You are invited to take part in a research project involving completing an anonymous online survey, which examines whether certain personality and other characteristics are related to the way individuals decide what is right and wrong and whether they engage in behaviours that have the potential to result in legal consequences. In particular, we are interested in whether certain traits that may be associated with autism spectrum disorder are related to differences in moral decision making and whether these differences may place some people at risk of offending. We anticipate that the findings of the study will inform programs to assist individuals who may be at risk of offending.The survey will take approximately 45 minutes to complete.
Claire Thompson, Clinical Psychologist in training, Newcomen Centre at St Thomas’, St Thomas’ Hospital, is conducting a study into apps for children with autism.
“We are a paediatric neurosciences team based in the UK working with lots of children with an autism diagnosis, and have heard from some of our parents that they use iPad and android apps to help their children with daily living skills, communication and much more. We would like to find out which apps parents of children with autism find most helpful. Some of these apps have been properly reviewed and tested out, but a clear evidence base is lacking and it can be difficult for parents to know which apps are useful. We would be very grateful if you could take a few minutes to fill in our survey to help us to gather recommendations and provide a resource to parents of useful apps.
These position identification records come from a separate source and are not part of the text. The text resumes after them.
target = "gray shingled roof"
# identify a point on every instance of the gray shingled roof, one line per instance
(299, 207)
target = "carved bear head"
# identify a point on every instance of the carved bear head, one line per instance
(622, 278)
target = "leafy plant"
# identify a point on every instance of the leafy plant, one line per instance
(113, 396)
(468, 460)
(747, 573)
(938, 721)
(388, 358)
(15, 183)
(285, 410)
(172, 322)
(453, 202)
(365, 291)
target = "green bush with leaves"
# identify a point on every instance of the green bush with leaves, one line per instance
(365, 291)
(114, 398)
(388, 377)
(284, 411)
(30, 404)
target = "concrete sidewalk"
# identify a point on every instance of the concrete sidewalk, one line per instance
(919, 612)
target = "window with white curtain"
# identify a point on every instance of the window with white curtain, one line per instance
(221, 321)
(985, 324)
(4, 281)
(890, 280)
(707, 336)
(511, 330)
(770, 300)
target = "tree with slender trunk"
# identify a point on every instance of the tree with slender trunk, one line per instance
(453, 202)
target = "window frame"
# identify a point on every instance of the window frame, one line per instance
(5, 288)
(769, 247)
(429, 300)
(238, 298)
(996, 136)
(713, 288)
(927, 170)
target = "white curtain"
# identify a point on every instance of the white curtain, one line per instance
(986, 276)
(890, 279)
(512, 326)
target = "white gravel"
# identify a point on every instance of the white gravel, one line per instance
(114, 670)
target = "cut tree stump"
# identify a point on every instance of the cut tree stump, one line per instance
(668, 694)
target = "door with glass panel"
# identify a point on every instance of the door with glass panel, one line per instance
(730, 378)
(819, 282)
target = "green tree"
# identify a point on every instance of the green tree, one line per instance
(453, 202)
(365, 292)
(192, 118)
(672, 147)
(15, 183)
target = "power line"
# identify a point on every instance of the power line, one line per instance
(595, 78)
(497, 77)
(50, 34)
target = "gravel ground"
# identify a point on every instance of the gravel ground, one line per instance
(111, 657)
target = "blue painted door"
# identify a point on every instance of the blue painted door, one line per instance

“All of your answers will be anonymous and we do not ask for any identifying data.”
For further information please email firstname.lastname@example.org
Abigail Tee, an MSc Research Methods in Psychology Student from Swansea University, is currently running a study and is recruiting parents who use intensive interaction with children with ASD (diagnosed or undiagnosed and for any length of time/any age).
She needs parents who carry out II with their children two fill out two very brief questionnaires online. One as soon as possible and the other in about 3 months.
Rebecca Brewer, a doctoral student with the University of Birmingham who is training to become a forensic psychologist, is looking at people’s understanding of courtroom processes.
The study aims to provide information to help lawyers and healthcare workers decide if a person is able to follow and understand what is happening and why in the courtroom.
If you are on the autism spectrum (including Asperger syndrome or pervasive developmental disorder i.e. PDD-NOS), are 18 or older, and have no criminal convictions, the researcher would like to hear from you. In particular, individuals living in the Midlands, Oxfordshire, Buckinghamshire, Northamptonshire, Cambridgeshire, Bedfordshire and Hertfordshire regions.
The research takes around one hour to complete and can be undertaken near to your home (e.g. a local library).
When you have completed the study, your name will be entered into a prize draw to win a £30 for a shop of your choice.
For more information please email email@example.com
Curtis Cripe, a stepfather of an ASD child, health care professional, and a Doctorial candidate with Northcentral University School of Behavioral Health Sciences, Prescott, Arizona.
This study explores how resilient parents raising special needs children affect the entire family’s resilience and is intended for publication. Families raising special needs children face unique challenges that differ from families who are not raising a special needs child, often not understood by family therapists. It is hoped that the results of this study will help influence family therapists by showing what the differences are.
The survey should take approximately 20-30 minutes to complete, by both parents at the same time or by a single parent.
A copy of your results that shows how resilient each parent is, the family’s resiliency, and how much stress each parent is under will be available after completing the survey. These standardized survey instruments are the same instruments that a family therapist would use, but would require three separate meetings.